Marine Le Pen ist eine von drei Töchtern des Gründers der Bewegung Front national, Jean-Marie Le Pen. Der Vater hatte eigentlich nicht den Wunsch, seine Partei weit ins Land zu tragen. Ihm kam es darauf an, bei der Präsidentenwahl gegenwärtig zu sein. Vor 15 Jahren gelang es ihm, gegen Jacques Chirac in die Stichwahl einzuziehen.

In einer beispiellosen „republikanischen“ Abstimmung gaben Jacques Chirac damals 82 Prozent der Wähler ihre Stimme. Es waren vor allem die Sozialisten, die sich dazu durchrangen, für ihn zu stimmen. Chirac honorierte das nicht und verpasste eine historische, politische Chance, die festgefügten Blöcke links und konservativ aufzubrechen. Der in den Umfragen führende Sozialliberale Emmanuel Macron würde das im Falle seiner Wahl tun müssen.

Marine Le Pen hat eine ganz andere Strategie. Sie will die Macht. Und sie geht strategisch vor. Sie ist in den vergangenen fünf Jahren über die Kommunalwahlen, über die Wahlen in den Départements und schließlich in den Regionen gegangen. Sie hat nach und nach den Front national in ganz Frankreich etabliert. Es ist ihr nicht gelungen, den Präsidenten eines Département zu stellen oder eine Region zu gewinnen. Aber sie ist überall – selbst in der ihr eigentlich nicht zugänglichen Bretagne – vertreten.

Politischer Instinkt

Ihre Strategie hat sie seit einigen Monaten verfeinert. Sie wendet sich jetzt Berufsgruppen zu. Und sucht dort die, die sich in Schwierigkeiten befinden. Die Bauern etwa, die unter tiefen Milch- und Fleischpreisen leiden. Und von denen in der Bretagne im Laufe des Jahres jeder Dritte aufgeben könnte. Sie verspricht den Bauern Neun-Milliarden-Zuschüsse, die man nicht mehr nach Brüssel zahlen müsse, wenn man aus der EU ausgetreten sei. Es ist das, was die britischen Brexit-Befürworter in ähnlicher Form für ihr Gesundheitswesen erzählten. Am Tage nach dem Brexit-Referendum war davon nichts mehr wahr.

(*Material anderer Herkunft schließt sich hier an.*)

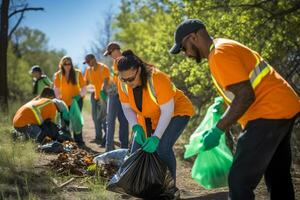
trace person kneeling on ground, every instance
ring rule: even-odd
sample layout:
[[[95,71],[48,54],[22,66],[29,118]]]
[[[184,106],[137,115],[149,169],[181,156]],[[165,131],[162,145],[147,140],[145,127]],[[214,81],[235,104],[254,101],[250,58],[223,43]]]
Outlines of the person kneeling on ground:
[[[55,121],[57,107],[54,98],[53,89],[45,87],[39,96],[21,106],[13,118],[15,131],[23,134],[27,139],[42,142],[46,136],[42,134],[44,123]],[[67,116],[68,110],[64,110],[64,113]]]

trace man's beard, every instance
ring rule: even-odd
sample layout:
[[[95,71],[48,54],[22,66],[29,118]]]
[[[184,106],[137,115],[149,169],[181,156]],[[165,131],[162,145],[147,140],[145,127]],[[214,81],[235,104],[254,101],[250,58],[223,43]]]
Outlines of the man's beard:
[[[192,44],[192,50],[195,53],[195,56],[193,56],[193,58],[196,60],[197,63],[200,63],[202,58],[199,49],[194,44]]]

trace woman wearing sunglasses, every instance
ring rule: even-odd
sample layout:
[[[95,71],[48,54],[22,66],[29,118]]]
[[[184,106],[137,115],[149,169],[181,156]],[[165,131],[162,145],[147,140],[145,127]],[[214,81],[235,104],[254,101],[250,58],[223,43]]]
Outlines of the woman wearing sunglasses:
[[[118,93],[124,114],[134,132],[131,152],[157,151],[176,180],[173,145],[194,114],[190,100],[170,78],[131,50],[118,60]]]
[[[62,99],[70,108],[72,100],[76,100],[82,109],[86,85],[82,73],[74,68],[71,57],[64,56],[59,62],[59,70],[54,75],[54,91],[57,98]],[[74,134],[78,146],[84,146],[82,132]]]

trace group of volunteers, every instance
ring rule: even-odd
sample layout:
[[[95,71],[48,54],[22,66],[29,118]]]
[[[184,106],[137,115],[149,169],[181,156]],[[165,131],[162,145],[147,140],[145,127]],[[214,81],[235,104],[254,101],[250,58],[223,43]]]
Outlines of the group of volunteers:
[[[213,83],[227,104],[217,125],[201,139],[205,149],[216,147],[221,135],[235,123],[243,128],[228,177],[229,199],[254,199],[253,191],[263,176],[270,199],[282,196],[295,199],[290,174],[290,138],[300,111],[296,92],[257,52],[234,40],[211,37],[198,19],[179,24],[174,40],[171,54],[182,52],[197,63],[208,60]],[[128,148],[128,127],[131,127],[134,133],[131,152],[139,148],[157,152],[176,180],[173,146],[194,114],[191,101],[166,73],[143,61],[132,50],[121,51],[118,43],[111,42],[104,56],[112,58],[113,73],[97,62],[93,54],[88,54],[84,63],[89,67],[84,76],[74,68],[70,57],[63,57],[54,76],[53,90],[42,73],[34,75],[37,70],[33,68],[36,82],[50,87],[44,90],[41,86],[34,87],[39,96],[20,108],[14,127],[36,137],[42,120],[54,120],[58,108],[55,102],[62,100],[66,104],[67,109],[59,110],[62,113],[70,108],[72,101],[82,108],[90,84],[96,141],[105,145],[107,151],[114,149],[118,117],[121,147]],[[67,114],[61,114],[64,115]],[[74,135],[74,139],[83,143],[82,132]]]

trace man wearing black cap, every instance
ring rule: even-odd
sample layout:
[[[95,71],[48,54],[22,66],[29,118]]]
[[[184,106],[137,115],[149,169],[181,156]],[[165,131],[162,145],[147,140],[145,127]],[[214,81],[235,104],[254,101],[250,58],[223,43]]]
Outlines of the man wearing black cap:
[[[290,136],[300,100],[291,86],[255,51],[229,39],[213,39],[203,22],[189,19],[178,25],[170,53],[180,51],[208,59],[213,82],[229,106],[223,117],[203,134],[210,150],[236,122],[243,131],[230,169],[229,199],[252,200],[265,177],[271,199],[293,200]]]
[[[45,87],[51,87],[51,80],[43,74],[40,66],[34,65],[31,67],[29,74],[31,74],[33,79],[33,94],[39,95]]]
[[[104,56],[110,56],[113,59],[112,69],[114,71],[113,82],[109,89],[108,98],[108,113],[107,113],[107,139],[106,139],[106,151],[111,151],[114,149],[114,132],[115,132],[115,122],[118,117],[119,120],[119,139],[121,143],[121,148],[128,148],[128,121],[123,113],[119,95],[116,89],[118,84],[118,68],[117,68],[117,58],[122,56],[120,45],[116,42],[111,42],[107,45]]]
[[[88,64],[89,66],[84,75],[86,84],[93,86],[91,105],[96,132],[95,142],[104,147],[106,135],[106,91],[109,84],[109,68],[105,64],[97,62],[93,54],[86,55],[83,64]]]

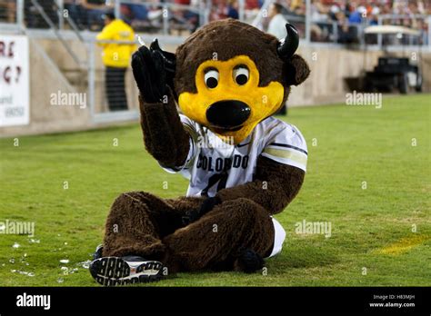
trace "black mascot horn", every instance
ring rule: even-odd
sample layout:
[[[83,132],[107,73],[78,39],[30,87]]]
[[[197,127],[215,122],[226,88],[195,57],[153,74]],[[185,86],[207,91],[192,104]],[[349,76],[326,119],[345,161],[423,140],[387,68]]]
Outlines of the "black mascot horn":
[[[286,35],[286,38],[280,40],[276,49],[278,55],[282,59],[292,57],[299,45],[299,35],[296,28],[287,23],[286,25],[286,30],[287,31],[287,35]]]

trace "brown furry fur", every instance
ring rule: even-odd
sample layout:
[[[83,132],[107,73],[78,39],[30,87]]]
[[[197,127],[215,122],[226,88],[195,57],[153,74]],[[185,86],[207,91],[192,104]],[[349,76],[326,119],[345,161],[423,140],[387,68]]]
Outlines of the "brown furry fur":
[[[216,37],[215,32],[217,32]],[[276,37],[237,20],[210,23],[195,32],[176,49],[175,93],[177,95],[185,91],[196,93],[195,74],[197,67],[205,60],[215,58],[215,54],[220,61],[246,54],[250,56],[259,71],[259,86],[266,86],[272,81],[282,83],[285,86],[284,104],[290,92],[289,86],[304,82],[310,69],[297,54],[289,60],[280,59],[276,53],[277,44]]]
[[[214,32],[221,35],[214,37]],[[198,65],[216,53],[218,60],[248,54],[259,70],[259,84],[282,83],[286,100],[289,86],[306,80],[309,69],[298,55],[281,60],[276,46],[276,37],[234,20],[205,25],[176,51],[175,94],[195,93]],[[146,104],[142,98],[139,103],[146,150],[163,166],[182,165],[189,150],[189,135],[180,122],[174,98],[167,104]],[[182,217],[188,211],[198,210],[204,198],[163,200],[142,192],[121,194],[106,222],[103,254],[160,260],[171,272],[238,268],[238,254],[245,249],[262,257],[269,255],[275,233],[269,214],[283,211],[295,198],[304,175],[297,168],[261,156],[253,182],[221,190],[217,196],[222,202],[185,227]]]
[[[145,148],[164,167],[183,165],[189,150],[189,135],[181,123],[169,94],[166,104],[146,104],[139,97],[141,128]]]
[[[253,182],[223,189],[217,195],[222,201],[247,198],[264,207],[270,214],[276,214],[282,212],[296,196],[305,174],[301,169],[260,156]]]
[[[245,248],[261,256],[271,252],[271,218],[248,199],[225,202],[183,227],[181,217],[198,208],[202,201],[198,197],[162,200],[143,192],[121,194],[106,222],[104,256],[133,253],[161,260],[175,272],[220,265],[232,269]]]

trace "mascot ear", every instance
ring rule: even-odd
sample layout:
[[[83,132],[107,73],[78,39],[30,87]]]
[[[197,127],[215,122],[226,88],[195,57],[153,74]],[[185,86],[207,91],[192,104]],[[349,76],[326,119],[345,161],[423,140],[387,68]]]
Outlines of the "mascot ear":
[[[287,85],[298,85],[310,74],[308,64],[299,54],[294,54],[285,63],[285,80]]]
[[[280,59],[285,62],[286,84],[298,85],[302,84],[310,74],[310,68],[306,62],[295,52],[298,48],[299,35],[294,25],[286,24],[286,31],[287,35],[286,38],[278,42],[277,54]]]

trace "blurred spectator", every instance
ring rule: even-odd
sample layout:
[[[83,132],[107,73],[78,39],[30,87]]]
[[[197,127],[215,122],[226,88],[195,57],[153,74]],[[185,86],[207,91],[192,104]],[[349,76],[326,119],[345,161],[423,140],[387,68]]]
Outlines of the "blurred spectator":
[[[99,31],[102,29],[104,20],[102,15],[108,10],[105,0],[80,0],[84,8],[86,26],[90,30]]]
[[[124,21],[115,19],[114,14],[104,15],[105,27],[97,35],[99,41],[135,41],[133,29]],[[105,86],[110,111],[127,110],[125,76],[130,64],[130,56],[136,50],[134,44],[98,43],[104,49],[105,66]]]
[[[80,4],[80,0],[65,0],[65,9],[67,10],[69,18],[74,20],[76,26],[84,29],[86,26],[85,11]]]
[[[287,20],[281,14],[283,5],[273,3],[269,7],[268,17],[270,19],[267,32],[278,39],[285,38],[287,35],[286,31],[286,24]]]
[[[16,20],[16,0],[2,0],[0,2],[0,20],[14,23]]]
[[[227,3],[227,17],[233,19],[239,19],[238,13],[238,1],[237,0],[229,0]]]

Wie Marine Le Pen sich in einem vom FN veröffentlichten Video an die Bauern wendet:

Marine Le Pen hat politischen Instinkt. Sie fühlt, was sie ihren Wählern erzählen darf und was nicht. Die Bewegung ist ihrer Darstellung nach freundlicher geworden, weniger extrem. Im Bezug auf Europa erzählt sie ihren Zuhörern aber immer noch, dass Brüssel Frankreich beherrscht. Im Hintergrund aber hat sich der Front national von nichts getrennt.

Gefahr einer existenziellen Krise

In den Städten, in denen die Bewegung den Bürgermeister stellt, wird Widerspruch nicht geduldet, werden Journalisten ausgegrenzt. Marine Le Pen mag ebenfalls keinen Widerspruch, geht Fragen gerne aus dem Weg. Bei der Vorstellung des Wirtschaftsprogramms vor dem Arbeitgeberverband wollte sie beim Vortrag nicht gestört werden und klammerte sich bei späteren Fragen an ihre Unterlagen.

Frankreich hat sich politisch bereits verändert durch die Verankerung des Front national auf allen Ebenen. Sozialisten und auch Konservative sorgen sich bei ihren Vorschlägen, zu stark in die Nähe der Populisten zu geraten, und bremsen sich dabei selbst. Würde es Marine Le Pen gelingen, am 7. Mai zur Staatspräsidentin gewählt zu werden, wäre die internationale Finanzwelt am nächsten Tag nicht mehr dieselbe und für die Europäische Union bräche eine existenzielle Krise aus.